Interestingly, we found that DEGs in the sepsis modules, either up-regulated or down-regulated, are prone to play a central role topologically in comparison to the non-DEGs. For instance, DEGs in M47 have an average correlation coefficient of 0.6 while the connectivity is merely 0.45 for the other genes (p < 3.96E-05, Mann–Whitney U test). Similar results can be observed for the other four modules of both SAM and DEM, including M15, M22, M23, and M45 (Fig. 4G). The DEGs of M32 are overall more correlated with module gene members in expression, although not significantly. Generally, the average correlation coefficient of module DEGs is significantly higher than that of the other genes, suggesting that genes differentially expressed may drive the biogenesis or dysfunction of the coexpression gene modules.

5. Sepsis lncRNA candidates

We constructed a lncRNA-module interaction network including 251 interactions between 23 sepsis modules and 201 lncRNAs (Fig. 5A). Although most of the lncRNAs regulate none or merely a single sepsis module (Fig. 5B), FENDRR, MALAT1, TUG1, CRNDE, and ANCR connect multiple sepsis modules with the connectivity of 14, 10, 10, 8, and 5, respectively, which are expected to have high potentials to be involved in the sepsis progress.

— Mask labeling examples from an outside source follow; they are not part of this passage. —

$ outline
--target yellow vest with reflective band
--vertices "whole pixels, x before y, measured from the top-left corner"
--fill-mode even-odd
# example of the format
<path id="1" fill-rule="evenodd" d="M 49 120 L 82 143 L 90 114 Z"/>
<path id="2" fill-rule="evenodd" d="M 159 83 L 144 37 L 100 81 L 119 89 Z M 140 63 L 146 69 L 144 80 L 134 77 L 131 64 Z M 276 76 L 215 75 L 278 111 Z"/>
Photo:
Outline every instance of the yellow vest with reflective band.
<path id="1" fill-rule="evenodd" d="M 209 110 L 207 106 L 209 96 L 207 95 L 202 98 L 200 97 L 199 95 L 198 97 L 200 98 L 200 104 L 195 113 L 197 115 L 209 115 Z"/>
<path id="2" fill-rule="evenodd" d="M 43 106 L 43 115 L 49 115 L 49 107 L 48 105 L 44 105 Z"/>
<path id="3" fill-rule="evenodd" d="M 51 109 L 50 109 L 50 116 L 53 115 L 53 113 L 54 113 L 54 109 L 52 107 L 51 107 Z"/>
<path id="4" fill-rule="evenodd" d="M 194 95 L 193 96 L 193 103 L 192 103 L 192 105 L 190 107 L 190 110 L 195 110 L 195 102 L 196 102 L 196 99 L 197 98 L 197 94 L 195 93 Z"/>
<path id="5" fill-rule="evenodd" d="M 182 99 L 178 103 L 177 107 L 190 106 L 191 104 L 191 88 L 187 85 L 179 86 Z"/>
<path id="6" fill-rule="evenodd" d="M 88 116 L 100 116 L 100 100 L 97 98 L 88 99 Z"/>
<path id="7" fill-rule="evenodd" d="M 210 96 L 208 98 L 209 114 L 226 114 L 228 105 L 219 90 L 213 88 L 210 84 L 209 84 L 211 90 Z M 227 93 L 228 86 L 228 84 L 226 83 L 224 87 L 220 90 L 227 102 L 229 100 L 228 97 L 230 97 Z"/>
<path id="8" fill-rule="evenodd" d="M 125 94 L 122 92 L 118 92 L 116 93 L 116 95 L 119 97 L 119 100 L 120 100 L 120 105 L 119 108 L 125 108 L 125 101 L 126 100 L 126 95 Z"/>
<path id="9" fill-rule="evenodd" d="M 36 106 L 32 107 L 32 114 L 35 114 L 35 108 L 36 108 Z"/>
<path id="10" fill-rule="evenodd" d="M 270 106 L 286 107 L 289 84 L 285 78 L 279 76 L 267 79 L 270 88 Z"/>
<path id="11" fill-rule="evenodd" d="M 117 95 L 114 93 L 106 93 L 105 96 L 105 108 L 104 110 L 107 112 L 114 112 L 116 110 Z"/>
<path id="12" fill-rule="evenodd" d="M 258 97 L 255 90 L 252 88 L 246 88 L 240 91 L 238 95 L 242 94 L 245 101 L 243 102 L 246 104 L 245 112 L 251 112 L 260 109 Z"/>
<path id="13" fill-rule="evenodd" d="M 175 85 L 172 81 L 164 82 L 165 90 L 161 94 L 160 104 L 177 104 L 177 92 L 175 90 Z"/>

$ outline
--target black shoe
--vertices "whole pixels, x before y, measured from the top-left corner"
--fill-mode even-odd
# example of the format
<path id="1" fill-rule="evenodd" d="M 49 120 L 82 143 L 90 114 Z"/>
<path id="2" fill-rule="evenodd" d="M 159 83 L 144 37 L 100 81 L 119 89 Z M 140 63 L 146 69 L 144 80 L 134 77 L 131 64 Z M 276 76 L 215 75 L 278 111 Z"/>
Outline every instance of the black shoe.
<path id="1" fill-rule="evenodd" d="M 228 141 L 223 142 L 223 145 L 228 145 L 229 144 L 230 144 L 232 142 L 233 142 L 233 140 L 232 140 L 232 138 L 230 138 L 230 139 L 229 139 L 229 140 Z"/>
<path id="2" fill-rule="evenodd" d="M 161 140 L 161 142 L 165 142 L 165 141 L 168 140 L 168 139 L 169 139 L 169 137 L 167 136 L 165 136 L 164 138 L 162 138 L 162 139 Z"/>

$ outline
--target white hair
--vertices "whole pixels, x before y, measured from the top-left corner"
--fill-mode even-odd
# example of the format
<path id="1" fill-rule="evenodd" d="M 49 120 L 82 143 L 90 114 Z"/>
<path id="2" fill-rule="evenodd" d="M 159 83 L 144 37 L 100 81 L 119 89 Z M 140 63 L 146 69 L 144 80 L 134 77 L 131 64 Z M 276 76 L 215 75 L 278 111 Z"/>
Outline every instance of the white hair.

A subnetwork concentrating on the five candidate sepsis lncRNAs and their regulated sepsis modules is shown on the bottom panel of Fig. 5A. FENDRR, the FOXF1 adjacent non-coding developmental regulatory RNA, plays as a hub regulator mediating 14 sepsis modules in the lncRNA-module interaction network. Both MALAT1 and CRNDE regulate ten sepsis modules and they share seven common modules, six out of them are down-regulated. TUG1 interacts with six down-regulated and two up-regulated DEMs, indicating that TUG1 tend to involve in under expression pathways. In contrast, ANCR (Angelman syndrome chromosome region) links four up-regulated DEMs and only one down-regulated DEMs, suggesting that ANCR may mediate some over expression pathways implicated in sepsis.

Furthermore, we investigated the regulatory mechanism of how the lncRNAs regulate the modules in sepsis from the perspective of competing endogenous RNAs (ceRNAs), which impact the translation rate of mRNAs by competing for shared miRNAs [21, 22]. lncRNAs are able to share the same miRNA response elements with mRNAs transferred by the sepsis modules, thereby sponging miRNAs intended to bind to these mRNAs and depressing the overall expression level of sepsis modules (Fig. 5C). Several miRNAs have been previously validated as potential regulators in sepsis, such as miR-34a, miR-206, and miR-199b-5p. By these miRNAs, we found that CRNDE regulates module 5 and module 20 through miR-199b-5p (CRNDE ◊ miR-199b-5p ◊ M5/M20), indicating that CRNDE acts as a miRNA sponge of miR-199b-5p and thereby modulating the transcripts of genes in module 5 and module 20 (Fig. 5D). Similarly, MALAT1 regulates module 7 and module 20 through the miR-206-mediated lncRNA-mRNA interactions (MALAT1 ◊ miR-206 ◊ M7/M20). The in-detail information of these candidate lncRNAs including secondary structure and miRNA targets are provided in Fig. 5E and F.

6. Validation using independent lncRNA datasets

Following a computational pipeline (see Methods), we reannotated the probes from three array datasets to obtain the lncRNA expression profilings. We separately screened the differentially expressed lncRNAs (DELs) from the datasets of GSE95233, GSE57065, and GSE28750. Our finding shows that four out of the five sepsis lncRNA candidates are differentially expressed in at least one independent dataset except for ANCR, whose probes were not covered by the array platform (Fig. 6). Specifically, CRNDE is significantly up-regulated in the sepsis samples of all the three datasets, in which the (log2 transferred) fold changes are 0.43, 0.55, and 0.66, respectively. FENDRR and MALAT1 are significantly down-regulated in two datasets, while TUG1 is differentially expressed only in the dataset of GSE95233.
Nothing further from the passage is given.